…today’s secret…cognitive bias
Each of us has foundational assumptions which shape how we see the world and act in it.
We craft our foundational assumptions over time through our personal experiences, preferences, and, yes, prejudices.
We see things not as they are, but as we are.
Our foundational assumptions influence our behavior, opinions, and the decisions we make (and have made in the past).
Some of our assumptions can be harmful because they cause us to draw inaccurate conclusions. Smart people label this faulty conclusion drawing as having a cognitive bias.
Wikipedia lists 192 of the most common cognitive bias. Check them out. They will raise your eyebrows. Promise.
Last week we identified two belief systems that organizations follow to help marginalized populations work and play well with others – (1) planning or (2) improvisation.
Organizations can argue until Jesus returns as to which is more effective.
One problem inside both operating systems is the decision makers within the chosen system cannot be perfectly objective. There is always some degree of cognitive bias in play.
Those decision makers might…
…search for and interpret information that confirms information they already believe.
…focus their attention to one slice of information while disregarding other vital information slices.
…tend to think that their own beliefs are more common and the people they are trying to help are more deviant or uncommon.
I could go on, but you get my point.
The challenge when trying to help someone change their life is to minimize cognitive bias within the decision-making.
You can attack this logically by first being more aware of cognitive bias…
…and then, you could maybe inject curiosity into the arm of each decision-maker like a Covid vaccination shot.
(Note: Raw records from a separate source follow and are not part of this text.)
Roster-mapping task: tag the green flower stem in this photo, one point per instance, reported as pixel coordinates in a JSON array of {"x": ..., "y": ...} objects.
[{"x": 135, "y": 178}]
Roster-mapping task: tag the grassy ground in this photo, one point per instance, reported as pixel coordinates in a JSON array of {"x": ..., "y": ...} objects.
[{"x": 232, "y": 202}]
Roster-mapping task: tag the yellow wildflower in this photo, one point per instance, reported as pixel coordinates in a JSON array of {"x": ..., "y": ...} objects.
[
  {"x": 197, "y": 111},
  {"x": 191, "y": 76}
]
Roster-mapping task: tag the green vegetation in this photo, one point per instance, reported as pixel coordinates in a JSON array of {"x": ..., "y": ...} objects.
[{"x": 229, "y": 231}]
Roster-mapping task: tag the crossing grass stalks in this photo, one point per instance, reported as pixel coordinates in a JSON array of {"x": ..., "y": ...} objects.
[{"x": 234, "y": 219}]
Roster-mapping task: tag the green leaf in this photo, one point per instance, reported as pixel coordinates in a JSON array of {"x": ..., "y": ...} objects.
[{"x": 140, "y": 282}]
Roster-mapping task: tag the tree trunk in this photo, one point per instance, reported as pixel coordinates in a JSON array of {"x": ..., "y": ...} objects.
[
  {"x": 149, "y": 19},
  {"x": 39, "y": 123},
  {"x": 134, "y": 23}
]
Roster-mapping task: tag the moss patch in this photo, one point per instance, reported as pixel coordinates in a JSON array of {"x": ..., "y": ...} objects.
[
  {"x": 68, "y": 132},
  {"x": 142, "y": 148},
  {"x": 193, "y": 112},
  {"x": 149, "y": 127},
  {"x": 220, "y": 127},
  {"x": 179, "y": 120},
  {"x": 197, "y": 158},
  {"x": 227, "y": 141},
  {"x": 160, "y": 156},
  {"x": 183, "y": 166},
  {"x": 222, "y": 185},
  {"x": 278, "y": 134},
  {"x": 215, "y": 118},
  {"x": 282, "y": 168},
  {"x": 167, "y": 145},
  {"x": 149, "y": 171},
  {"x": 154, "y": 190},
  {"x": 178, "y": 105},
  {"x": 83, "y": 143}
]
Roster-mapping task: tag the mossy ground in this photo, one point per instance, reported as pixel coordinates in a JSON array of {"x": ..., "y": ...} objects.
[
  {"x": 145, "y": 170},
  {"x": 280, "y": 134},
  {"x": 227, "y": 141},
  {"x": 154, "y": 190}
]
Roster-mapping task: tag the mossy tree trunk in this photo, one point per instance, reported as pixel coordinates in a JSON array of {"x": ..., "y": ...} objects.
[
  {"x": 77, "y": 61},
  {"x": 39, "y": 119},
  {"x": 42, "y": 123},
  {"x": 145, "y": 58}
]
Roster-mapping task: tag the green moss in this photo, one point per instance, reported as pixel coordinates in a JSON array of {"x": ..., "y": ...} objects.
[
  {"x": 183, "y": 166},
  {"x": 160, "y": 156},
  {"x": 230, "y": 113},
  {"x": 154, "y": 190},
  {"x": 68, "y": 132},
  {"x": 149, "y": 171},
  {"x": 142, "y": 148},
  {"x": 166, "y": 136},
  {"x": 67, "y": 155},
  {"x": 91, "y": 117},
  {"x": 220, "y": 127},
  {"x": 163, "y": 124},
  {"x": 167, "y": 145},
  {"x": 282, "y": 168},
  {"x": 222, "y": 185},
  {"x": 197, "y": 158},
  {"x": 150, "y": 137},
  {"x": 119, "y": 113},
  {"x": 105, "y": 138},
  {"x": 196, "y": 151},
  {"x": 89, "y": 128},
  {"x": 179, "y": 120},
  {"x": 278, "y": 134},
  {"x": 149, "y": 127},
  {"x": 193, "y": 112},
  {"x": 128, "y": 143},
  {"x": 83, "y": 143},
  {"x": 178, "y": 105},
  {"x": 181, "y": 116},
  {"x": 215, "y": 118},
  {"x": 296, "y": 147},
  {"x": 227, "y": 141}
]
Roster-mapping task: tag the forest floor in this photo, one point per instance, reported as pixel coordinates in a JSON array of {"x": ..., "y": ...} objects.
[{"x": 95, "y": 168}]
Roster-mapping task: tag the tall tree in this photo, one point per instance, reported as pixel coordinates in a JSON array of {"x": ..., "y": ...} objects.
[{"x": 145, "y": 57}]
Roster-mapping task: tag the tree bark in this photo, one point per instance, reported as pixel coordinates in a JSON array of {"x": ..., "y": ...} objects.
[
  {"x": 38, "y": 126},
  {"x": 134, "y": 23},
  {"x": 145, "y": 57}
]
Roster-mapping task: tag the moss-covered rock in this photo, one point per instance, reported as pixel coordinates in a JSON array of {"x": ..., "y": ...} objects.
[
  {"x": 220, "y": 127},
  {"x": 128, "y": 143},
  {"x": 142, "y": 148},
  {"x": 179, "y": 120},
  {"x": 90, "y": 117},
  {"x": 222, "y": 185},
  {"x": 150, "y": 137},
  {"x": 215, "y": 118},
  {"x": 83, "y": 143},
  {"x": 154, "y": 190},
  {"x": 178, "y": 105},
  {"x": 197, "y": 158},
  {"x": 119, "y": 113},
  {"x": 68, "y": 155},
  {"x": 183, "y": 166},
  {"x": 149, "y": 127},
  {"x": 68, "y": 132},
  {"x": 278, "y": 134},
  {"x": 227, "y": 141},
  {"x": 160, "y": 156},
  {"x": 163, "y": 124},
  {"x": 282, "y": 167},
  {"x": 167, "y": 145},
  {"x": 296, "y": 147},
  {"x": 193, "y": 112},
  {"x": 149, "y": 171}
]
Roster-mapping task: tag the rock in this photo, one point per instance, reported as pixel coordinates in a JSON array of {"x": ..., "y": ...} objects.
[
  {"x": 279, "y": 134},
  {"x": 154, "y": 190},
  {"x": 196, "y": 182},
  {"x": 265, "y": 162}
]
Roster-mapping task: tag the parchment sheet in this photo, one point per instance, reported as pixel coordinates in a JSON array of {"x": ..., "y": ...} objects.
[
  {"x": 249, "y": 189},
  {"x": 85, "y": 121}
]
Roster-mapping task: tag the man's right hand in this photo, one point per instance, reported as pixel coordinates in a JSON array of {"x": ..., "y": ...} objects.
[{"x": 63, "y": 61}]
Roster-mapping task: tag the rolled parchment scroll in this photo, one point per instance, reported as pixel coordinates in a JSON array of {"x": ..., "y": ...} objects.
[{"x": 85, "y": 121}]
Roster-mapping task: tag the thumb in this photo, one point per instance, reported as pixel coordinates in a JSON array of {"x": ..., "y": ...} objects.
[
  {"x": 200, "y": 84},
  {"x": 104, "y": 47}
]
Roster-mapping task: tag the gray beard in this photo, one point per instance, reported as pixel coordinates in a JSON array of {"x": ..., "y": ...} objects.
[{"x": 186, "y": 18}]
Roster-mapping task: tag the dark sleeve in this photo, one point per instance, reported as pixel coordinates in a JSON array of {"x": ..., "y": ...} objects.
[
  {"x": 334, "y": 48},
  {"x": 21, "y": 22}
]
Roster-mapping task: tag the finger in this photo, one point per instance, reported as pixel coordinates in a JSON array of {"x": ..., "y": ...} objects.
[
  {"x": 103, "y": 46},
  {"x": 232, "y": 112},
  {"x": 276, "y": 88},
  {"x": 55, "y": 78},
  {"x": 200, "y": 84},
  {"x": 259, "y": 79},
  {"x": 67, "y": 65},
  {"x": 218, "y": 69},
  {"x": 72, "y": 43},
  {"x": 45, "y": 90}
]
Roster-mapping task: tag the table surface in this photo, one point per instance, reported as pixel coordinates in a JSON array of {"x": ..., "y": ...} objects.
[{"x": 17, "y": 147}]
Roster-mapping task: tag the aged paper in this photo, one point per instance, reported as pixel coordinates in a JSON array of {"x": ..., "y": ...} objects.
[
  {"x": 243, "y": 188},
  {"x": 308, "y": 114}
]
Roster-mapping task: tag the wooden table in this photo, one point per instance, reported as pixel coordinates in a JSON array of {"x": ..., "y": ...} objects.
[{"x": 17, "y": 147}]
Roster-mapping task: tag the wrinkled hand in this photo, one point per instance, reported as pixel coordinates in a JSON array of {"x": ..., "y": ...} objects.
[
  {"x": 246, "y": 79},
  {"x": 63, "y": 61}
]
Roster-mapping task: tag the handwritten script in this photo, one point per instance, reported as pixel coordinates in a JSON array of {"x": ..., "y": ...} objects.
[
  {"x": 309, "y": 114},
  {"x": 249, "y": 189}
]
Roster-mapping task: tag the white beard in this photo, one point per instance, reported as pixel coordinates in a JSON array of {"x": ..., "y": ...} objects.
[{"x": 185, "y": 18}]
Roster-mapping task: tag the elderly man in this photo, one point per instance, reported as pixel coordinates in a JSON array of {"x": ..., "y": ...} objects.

Curiosity, after all, is poking and prying with a purpose.
Or, you could possibly ponder this…
…pain is not a bias. Again, experiencing pain in life is not a bias. Pain is not a choice we choose. Pain is just is and it hurts like hell inside us.
The people you are choosing to help have pain and are bringing it to you…and they are hiding it from you.
Think about thinking of them like you would think about a close friend in a crisis. You don’t send flowers. You send yourself.
Sending yourself to the people you are trying to help will take a big chunk out of whatever bias is in the room.